When it comes to factory warranty, this is where Mitsubishi distinguishes itself. Here is how the factory warranty programs look for both the Outlander and GLB:

  • Mitsubishi: Includes a 10-year/100,000-mile powertrain warranty, a five-year/60,000-mile bumper-to-bumper warranty, and a two-year/30,000-mile limited maintenance program.
  • Mercedes-Benz: Offers a standard four-year/50,000-mile warranty, with maintenance typically being an out-of-pocket expense or a separate prepaid plan.

While a Mercedes-Benz offers undeniable prestige, the Outlander provides a different kind of luxury: predictable ownership costs. For many families, the security of a decade-long warranty is more valuable than the badge on the grille.

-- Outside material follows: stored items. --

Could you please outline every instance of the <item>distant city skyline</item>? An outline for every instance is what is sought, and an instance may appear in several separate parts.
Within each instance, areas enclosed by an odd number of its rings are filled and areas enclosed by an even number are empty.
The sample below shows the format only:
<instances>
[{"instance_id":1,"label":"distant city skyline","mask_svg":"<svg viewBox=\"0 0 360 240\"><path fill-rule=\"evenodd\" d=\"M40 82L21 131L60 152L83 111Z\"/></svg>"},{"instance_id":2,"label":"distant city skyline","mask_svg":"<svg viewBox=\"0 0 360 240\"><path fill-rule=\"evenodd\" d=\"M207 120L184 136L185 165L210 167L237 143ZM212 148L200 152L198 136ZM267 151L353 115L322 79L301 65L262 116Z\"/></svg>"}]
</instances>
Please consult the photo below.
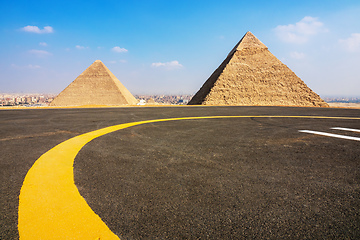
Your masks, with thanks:
<instances>
[{"instance_id":1,"label":"distant city skyline","mask_svg":"<svg viewBox=\"0 0 360 240\"><path fill-rule=\"evenodd\" d=\"M49 106L49 103L53 101L56 94L3 94L0 93L0 107L45 107ZM139 100L137 105L187 105L193 95L135 95L136 99ZM330 98L325 97L324 100L329 103L330 107L352 107L359 108L360 98L356 97L340 97ZM337 105L339 103L340 105ZM341 105L343 104L343 105ZM344 105L347 104L347 105ZM350 104L350 105L349 105Z\"/></svg>"},{"instance_id":2,"label":"distant city skyline","mask_svg":"<svg viewBox=\"0 0 360 240\"><path fill-rule=\"evenodd\" d=\"M360 97L360 2L2 1L0 92L58 94L101 60L134 95L194 94L251 31L322 97Z\"/></svg>"},{"instance_id":3,"label":"distant city skyline","mask_svg":"<svg viewBox=\"0 0 360 240\"><path fill-rule=\"evenodd\" d=\"M153 104L186 105L190 101L192 96L193 95L135 95L134 97L138 100L138 102L136 104L131 104L131 105L153 105ZM55 94L0 93L0 107L49 106L49 104L54 100L55 97L56 97ZM99 103L99 105L101 104Z\"/></svg>"}]
</instances>

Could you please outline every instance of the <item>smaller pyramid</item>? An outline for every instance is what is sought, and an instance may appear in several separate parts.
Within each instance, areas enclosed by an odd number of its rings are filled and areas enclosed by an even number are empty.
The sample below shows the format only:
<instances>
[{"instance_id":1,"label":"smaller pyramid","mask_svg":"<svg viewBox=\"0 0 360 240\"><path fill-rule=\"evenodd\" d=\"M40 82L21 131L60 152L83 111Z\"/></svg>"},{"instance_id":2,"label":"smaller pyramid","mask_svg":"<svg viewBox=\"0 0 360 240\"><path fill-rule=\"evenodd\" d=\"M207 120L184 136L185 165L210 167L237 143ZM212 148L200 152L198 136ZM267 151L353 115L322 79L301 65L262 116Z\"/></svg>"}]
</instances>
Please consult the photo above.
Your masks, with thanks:
<instances>
[{"instance_id":1,"label":"smaller pyramid","mask_svg":"<svg viewBox=\"0 0 360 240\"><path fill-rule=\"evenodd\" d=\"M157 102L155 102L155 100L153 98L149 98L147 101L146 101L147 104L158 104Z\"/></svg>"},{"instance_id":2,"label":"smaller pyramid","mask_svg":"<svg viewBox=\"0 0 360 240\"><path fill-rule=\"evenodd\" d=\"M50 106L136 105L136 98L96 60L67 86Z\"/></svg>"},{"instance_id":3,"label":"smaller pyramid","mask_svg":"<svg viewBox=\"0 0 360 240\"><path fill-rule=\"evenodd\" d=\"M188 104L328 106L251 32L236 44Z\"/></svg>"}]
</instances>

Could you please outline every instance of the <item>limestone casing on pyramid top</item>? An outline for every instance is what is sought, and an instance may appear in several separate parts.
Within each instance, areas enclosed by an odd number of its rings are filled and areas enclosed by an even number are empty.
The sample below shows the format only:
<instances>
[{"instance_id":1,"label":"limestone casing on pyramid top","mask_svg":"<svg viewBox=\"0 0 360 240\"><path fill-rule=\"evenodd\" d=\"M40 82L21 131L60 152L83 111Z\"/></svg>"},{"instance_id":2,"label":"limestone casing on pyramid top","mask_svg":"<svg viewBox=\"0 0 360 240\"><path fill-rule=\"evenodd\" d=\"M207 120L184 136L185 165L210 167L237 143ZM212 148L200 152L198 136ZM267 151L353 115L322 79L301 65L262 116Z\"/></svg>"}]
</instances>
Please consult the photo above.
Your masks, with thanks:
<instances>
[{"instance_id":1,"label":"limestone casing on pyramid top","mask_svg":"<svg viewBox=\"0 0 360 240\"><path fill-rule=\"evenodd\" d=\"M229 55L234 54L236 51L240 51L244 48L265 48L268 49L254 34L248 31L241 40L230 51ZM229 56L228 55L228 56Z\"/></svg>"},{"instance_id":2,"label":"limestone casing on pyramid top","mask_svg":"<svg viewBox=\"0 0 360 240\"><path fill-rule=\"evenodd\" d=\"M251 32L235 45L189 105L328 106Z\"/></svg>"},{"instance_id":3,"label":"limestone casing on pyramid top","mask_svg":"<svg viewBox=\"0 0 360 240\"><path fill-rule=\"evenodd\" d=\"M67 86L50 106L136 105L136 98L115 75L96 60Z\"/></svg>"}]
</instances>

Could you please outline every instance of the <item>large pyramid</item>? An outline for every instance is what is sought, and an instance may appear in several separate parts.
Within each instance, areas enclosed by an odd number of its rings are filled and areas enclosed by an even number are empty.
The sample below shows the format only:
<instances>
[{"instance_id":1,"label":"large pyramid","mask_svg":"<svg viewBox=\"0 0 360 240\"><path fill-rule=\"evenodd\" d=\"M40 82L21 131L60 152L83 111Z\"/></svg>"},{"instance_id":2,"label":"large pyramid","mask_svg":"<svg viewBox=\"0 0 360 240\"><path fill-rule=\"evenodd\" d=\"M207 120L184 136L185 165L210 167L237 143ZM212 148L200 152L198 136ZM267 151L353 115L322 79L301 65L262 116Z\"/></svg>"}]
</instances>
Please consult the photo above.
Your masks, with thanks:
<instances>
[{"instance_id":1,"label":"large pyramid","mask_svg":"<svg viewBox=\"0 0 360 240\"><path fill-rule=\"evenodd\" d=\"M112 72L96 60L50 106L135 105L137 100Z\"/></svg>"},{"instance_id":2,"label":"large pyramid","mask_svg":"<svg viewBox=\"0 0 360 240\"><path fill-rule=\"evenodd\" d=\"M231 50L189 105L328 106L251 32Z\"/></svg>"}]
</instances>

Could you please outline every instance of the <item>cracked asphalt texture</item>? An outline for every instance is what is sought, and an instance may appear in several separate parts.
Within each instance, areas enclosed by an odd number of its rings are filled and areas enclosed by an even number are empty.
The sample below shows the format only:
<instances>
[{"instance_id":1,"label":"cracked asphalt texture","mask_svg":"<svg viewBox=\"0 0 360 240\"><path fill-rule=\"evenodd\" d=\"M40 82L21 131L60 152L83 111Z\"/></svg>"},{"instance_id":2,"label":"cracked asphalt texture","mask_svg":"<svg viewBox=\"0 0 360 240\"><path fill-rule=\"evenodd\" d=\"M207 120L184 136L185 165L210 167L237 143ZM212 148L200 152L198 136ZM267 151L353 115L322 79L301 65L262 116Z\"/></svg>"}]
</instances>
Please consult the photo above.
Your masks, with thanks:
<instances>
[{"instance_id":1,"label":"cracked asphalt texture","mask_svg":"<svg viewBox=\"0 0 360 240\"><path fill-rule=\"evenodd\" d=\"M0 111L0 239L18 239L18 196L57 144L121 123L192 116L360 117L360 110L159 107ZM360 142L298 130L359 120L232 118L158 122L88 143L75 183L120 239L358 239Z\"/></svg>"}]
</instances>

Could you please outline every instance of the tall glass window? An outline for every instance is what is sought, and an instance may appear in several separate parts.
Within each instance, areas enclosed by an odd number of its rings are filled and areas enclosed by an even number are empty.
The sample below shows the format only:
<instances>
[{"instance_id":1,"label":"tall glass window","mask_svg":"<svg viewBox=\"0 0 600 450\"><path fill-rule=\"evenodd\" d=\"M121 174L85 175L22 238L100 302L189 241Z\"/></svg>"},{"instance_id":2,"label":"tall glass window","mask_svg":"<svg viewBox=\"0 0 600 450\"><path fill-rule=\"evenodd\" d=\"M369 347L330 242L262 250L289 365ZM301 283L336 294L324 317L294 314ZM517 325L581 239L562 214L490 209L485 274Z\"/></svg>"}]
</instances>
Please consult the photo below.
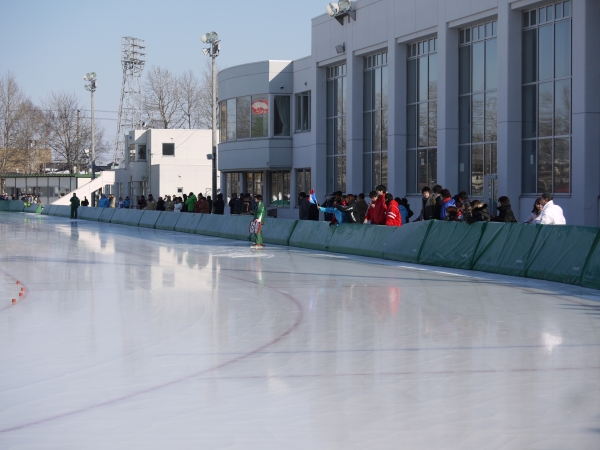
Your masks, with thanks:
<instances>
[{"instance_id":1,"label":"tall glass window","mask_svg":"<svg viewBox=\"0 0 600 450\"><path fill-rule=\"evenodd\" d=\"M310 194L311 190L311 177L310 169L298 169L296 171L296 194L300 195L300 192L304 192L307 195ZM299 199L299 197L298 197ZM297 205L300 206L298 200Z\"/></svg>"},{"instance_id":2,"label":"tall glass window","mask_svg":"<svg viewBox=\"0 0 600 450\"><path fill-rule=\"evenodd\" d=\"M310 91L296 94L296 132L310 131Z\"/></svg>"},{"instance_id":3,"label":"tall glass window","mask_svg":"<svg viewBox=\"0 0 600 450\"><path fill-rule=\"evenodd\" d=\"M346 191L346 64L327 68L327 192Z\"/></svg>"},{"instance_id":4,"label":"tall glass window","mask_svg":"<svg viewBox=\"0 0 600 450\"><path fill-rule=\"evenodd\" d=\"M387 52L363 59L363 190L388 182Z\"/></svg>"},{"instance_id":5,"label":"tall glass window","mask_svg":"<svg viewBox=\"0 0 600 450\"><path fill-rule=\"evenodd\" d=\"M571 192L571 2L523 13L523 192Z\"/></svg>"},{"instance_id":6,"label":"tall glass window","mask_svg":"<svg viewBox=\"0 0 600 450\"><path fill-rule=\"evenodd\" d=\"M437 183L437 38L408 44L406 192Z\"/></svg>"},{"instance_id":7,"label":"tall glass window","mask_svg":"<svg viewBox=\"0 0 600 450\"><path fill-rule=\"evenodd\" d=\"M231 198L232 194L240 195L240 174L237 172L227 174L227 196Z\"/></svg>"},{"instance_id":8,"label":"tall glass window","mask_svg":"<svg viewBox=\"0 0 600 450\"><path fill-rule=\"evenodd\" d=\"M289 136L289 97L275 96L276 136ZM269 136L269 96L230 98L220 103L221 142ZM287 133L287 134L285 134Z\"/></svg>"},{"instance_id":9,"label":"tall glass window","mask_svg":"<svg viewBox=\"0 0 600 450\"><path fill-rule=\"evenodd\" d=\"M290 206L290 171L269 172L271 183L271 206Z\"/></svg>"},{"instance_id":10,"label":"tall glass window","mask_svg":"<svg viewBox=\"0 0 600 450\"><path fill-rule=\"evenodd\" d=\"M497 173L498 40L497 22L460 30L458 187L484 195L484 176Z\"/></svg>"}]
</instances>

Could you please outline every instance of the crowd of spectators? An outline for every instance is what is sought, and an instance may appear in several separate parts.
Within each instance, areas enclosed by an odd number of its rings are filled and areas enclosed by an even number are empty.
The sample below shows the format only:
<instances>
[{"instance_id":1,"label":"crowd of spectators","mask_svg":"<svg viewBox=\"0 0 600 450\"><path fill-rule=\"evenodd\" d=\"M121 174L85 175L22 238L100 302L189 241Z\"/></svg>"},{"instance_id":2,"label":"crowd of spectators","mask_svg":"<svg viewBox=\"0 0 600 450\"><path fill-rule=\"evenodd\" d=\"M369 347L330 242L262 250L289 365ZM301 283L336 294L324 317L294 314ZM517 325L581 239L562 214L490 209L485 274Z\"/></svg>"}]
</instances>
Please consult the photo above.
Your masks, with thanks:
<instances>
[{"instance_id":1,"label":"crowd of spectators","mask_svg":"<svg viewBox=\"0 0 600 450\"><path fill-rule=\"evenodd\" d=\"M152 194L148 194L148 197L141 195L136 200L137 205L134 206L134 202L129 196L117 199L112 194L109 194L108 197L105 194L101 194L98 200L98 207L143 209L145 211L196 212L203 214L224 214L225 212L223 194L217 194L217 200L214 202L210 195L204 197L204 195L198 194L196 196L193 192L190 192L189 195L183 194L182 196L165 195L164 197L158 197L158 199L155 199ZM81 206L89 206L87 197L81 202Z\"/></svg>"},{"instance_id":2,"label":"crowd of spectators","mask_svg":"<svg viewBox=\"0 0 600 450\"><path fill-rule=\"evenodd\" d=\"M440 185L421 190L421 212L414 221L445 220L451 222L517 222L510 199L498 198L497 214L491 215L488 205L480 200L471 201L466 192L452 196ZM299 219L319 220L319 211L324 213L331 226L341 223L402 226L414 216L406 198L394 197L379 185L365 199L363 193L343 194L341 191L326 196L321 205L314 204L305 192L299 195ZM544 193L535 200L531 216L524 222L529 224L565 225L566 220L560 206L553 201L552 194Z\"/></svg>"}]
</instances>

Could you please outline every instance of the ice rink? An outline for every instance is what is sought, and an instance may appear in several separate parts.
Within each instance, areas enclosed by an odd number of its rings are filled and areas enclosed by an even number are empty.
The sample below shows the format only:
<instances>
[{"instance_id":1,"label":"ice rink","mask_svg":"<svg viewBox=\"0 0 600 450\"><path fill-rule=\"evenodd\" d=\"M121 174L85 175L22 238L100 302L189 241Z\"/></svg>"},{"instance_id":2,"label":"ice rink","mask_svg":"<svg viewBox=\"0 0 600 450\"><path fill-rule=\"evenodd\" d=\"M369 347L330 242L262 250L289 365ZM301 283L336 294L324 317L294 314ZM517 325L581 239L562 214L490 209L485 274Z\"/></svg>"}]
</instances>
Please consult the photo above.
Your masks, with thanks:
<instances>
[{"instance_id":1,"label":"ice rink","mask_svg":"<svg viewBox=\"0 0 600 450\"><path fill-rule=\"evenodd\" d=\"M600 448L598 291L40 215L0 230L1 449Z\"/></svg>"}]
</instances>

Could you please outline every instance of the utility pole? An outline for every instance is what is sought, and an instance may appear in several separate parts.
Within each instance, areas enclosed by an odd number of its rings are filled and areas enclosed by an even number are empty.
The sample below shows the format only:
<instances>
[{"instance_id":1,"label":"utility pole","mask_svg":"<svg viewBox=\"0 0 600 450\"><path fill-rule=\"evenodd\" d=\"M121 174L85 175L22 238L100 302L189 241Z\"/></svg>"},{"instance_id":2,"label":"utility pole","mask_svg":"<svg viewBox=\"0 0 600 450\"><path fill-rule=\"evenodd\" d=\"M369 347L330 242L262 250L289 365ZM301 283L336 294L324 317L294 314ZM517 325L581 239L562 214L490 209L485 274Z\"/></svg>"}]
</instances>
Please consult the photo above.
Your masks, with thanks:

The Outlander offers more than expected

If your goal is a family hauler that feels premium but is grounded in practicality, the 2026 Mitsubishi Outlander is a smart buy.

Although nothing can replace a Mercedes-Benz, when it comes to the Outlander and the GLB, the former offers a longer warranty and standard features that may require an optional package in a Mercedes-Benz. In a market where vehicle prices are reaching record highs, the Outlander proves that you don’t have to pay a premium price to get a premium experience.